AnonymousAnonymous wrote:
Annie Wilkes from Misery
I totally agree with you on that one. Speaking as an artist, I can't imagine anything more terrifying than having to subordinate my creative abilities to somebody else's tastes under threat of bodily harm. Not only was Annie Wilkes volatile, psychotic, homicidal, and sadistic, she was the embodiment of everything that plagues artists-- mediocrity, and unhealthy obsession with formulaic repetition, and stagnation. And of course, let's not forget that her possessiveness resulted in a particularly gruesome display involving a sledgehammer and a 2x4.
I'm also going to add
Sergeant Barnes from
Platoon to the list. The character was created to be perfectly unlikable. He was a murderous, dishonorable backstabber, the symbolic darkness to the light symbolized by Sergeant Elias. And then he intentionally left Elias to die. Boy, was I happy to see him finally get what was coming to him.
Oh, almost forgot.
Carter Burke from
Aliens. What a
sleaze. The Weyland-Yutani Corporation has a long history of unscrupulous behavior within the canon of the
Alien movies-- but Burke's actions are in a class of their own.
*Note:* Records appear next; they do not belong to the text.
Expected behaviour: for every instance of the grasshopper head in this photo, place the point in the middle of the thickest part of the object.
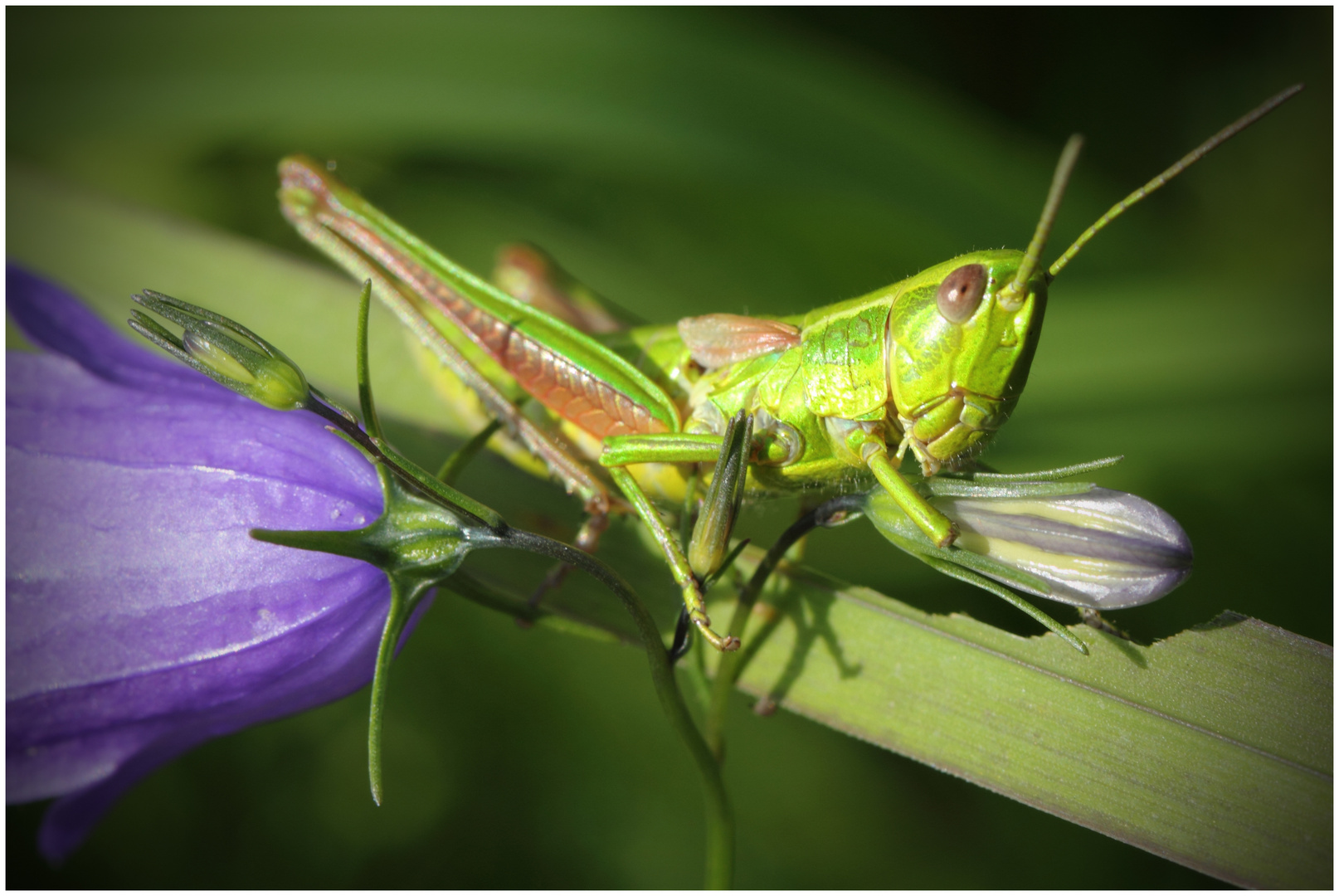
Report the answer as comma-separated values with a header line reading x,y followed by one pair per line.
x,y
961,347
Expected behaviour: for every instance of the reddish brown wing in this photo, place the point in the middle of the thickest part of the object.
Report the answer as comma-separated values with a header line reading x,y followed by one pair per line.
x,y
715,340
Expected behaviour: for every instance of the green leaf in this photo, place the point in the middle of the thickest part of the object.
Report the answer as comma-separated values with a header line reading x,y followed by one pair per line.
x,y
1212,747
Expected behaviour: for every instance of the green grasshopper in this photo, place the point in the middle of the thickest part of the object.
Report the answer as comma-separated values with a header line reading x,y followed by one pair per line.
x,y
928,368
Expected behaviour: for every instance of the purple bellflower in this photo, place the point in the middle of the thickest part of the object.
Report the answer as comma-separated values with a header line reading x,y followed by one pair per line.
x,y
142,619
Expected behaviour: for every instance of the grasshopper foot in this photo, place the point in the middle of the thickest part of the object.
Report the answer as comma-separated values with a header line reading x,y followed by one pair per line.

His scheme to use Ripley and Newt to carry alien embryos past quarantine (and kill the rest of the Colonial Marines in the process) was a really special kind of vile. Not to mention his cowardice of actually
sealing the door behind him and trapping the other survivors when he abandoned them. Luckily, said cowardice put him right in the path of a ticked off xenomorph.
I have to agree with you on Burke and Barnes. What Burke did made Ripley question which species was worse, and what Barnes did makes you wonder whose side he was on.